Fehim Işık Altan Tan’ın Ensar Vakfı’na yönelik açıklamalarına ilişkin, “HDP ile arasındaki tek bağın milletvekilliği olduğu bugün daha bariz olan Tan’ın, görüşleri nedeniyle partiden dışlanmasına karşı çıkmak gerekir.
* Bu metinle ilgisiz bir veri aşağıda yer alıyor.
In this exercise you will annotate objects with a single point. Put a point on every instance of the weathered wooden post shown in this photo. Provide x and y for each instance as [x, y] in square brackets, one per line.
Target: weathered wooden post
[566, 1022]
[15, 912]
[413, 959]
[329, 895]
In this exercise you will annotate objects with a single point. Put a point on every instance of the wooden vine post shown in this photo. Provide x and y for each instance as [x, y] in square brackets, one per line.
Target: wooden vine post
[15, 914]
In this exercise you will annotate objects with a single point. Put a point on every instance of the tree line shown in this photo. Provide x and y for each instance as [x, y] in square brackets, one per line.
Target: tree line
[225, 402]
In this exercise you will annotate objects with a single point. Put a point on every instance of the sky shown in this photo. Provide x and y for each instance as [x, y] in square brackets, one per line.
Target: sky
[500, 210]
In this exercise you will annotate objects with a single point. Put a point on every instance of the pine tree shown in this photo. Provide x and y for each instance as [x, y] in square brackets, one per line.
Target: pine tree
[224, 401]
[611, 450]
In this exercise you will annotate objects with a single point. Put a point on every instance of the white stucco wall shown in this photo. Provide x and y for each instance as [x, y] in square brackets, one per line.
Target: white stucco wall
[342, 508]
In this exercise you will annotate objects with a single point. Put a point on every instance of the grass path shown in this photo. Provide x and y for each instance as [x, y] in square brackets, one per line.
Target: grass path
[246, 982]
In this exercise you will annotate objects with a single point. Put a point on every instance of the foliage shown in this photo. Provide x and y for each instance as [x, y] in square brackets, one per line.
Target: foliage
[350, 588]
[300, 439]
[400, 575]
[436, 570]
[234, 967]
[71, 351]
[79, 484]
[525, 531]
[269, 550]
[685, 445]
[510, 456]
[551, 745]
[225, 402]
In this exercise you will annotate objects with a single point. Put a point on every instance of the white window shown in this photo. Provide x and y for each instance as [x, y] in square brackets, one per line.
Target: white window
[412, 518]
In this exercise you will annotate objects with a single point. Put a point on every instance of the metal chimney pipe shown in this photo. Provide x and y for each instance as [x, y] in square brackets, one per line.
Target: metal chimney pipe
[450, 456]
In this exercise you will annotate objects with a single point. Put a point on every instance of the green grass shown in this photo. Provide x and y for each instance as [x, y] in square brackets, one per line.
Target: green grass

“Ama Tan, bu biçimiyle HDP ile uzlaşmadığını düşünüyor ise ya uzlaşabileceği bir başka partiye/harekete gider veya kendi partisini/hareketini kurabilir. Çünkü, “çakma olmayan sosyalistler” ağzını açıp Tan’a tek kelime dememişken, Tan’ın ikide bir sosyalistleri hedefe koymasının, HDP’yi kendine benzetme anlayışının da bir sonu olmalı” ifadelerini kullandı.

Fehim Işık’ın Haberdar’da yer alan “Altan Tan, kendi kulvarında tartışmaktan memnun” başlıklı yazısı şöyle:

Altan Tan, polemiği en iyi beceren siyasetçilerden. Bir tartışmayı nereye çekebileceğini iyi biliyor. Bu, elbet bir yetenek. Bir başka yeteneği daha var, Altan Tan’ın; açıklardan da iyi yararlanıyor.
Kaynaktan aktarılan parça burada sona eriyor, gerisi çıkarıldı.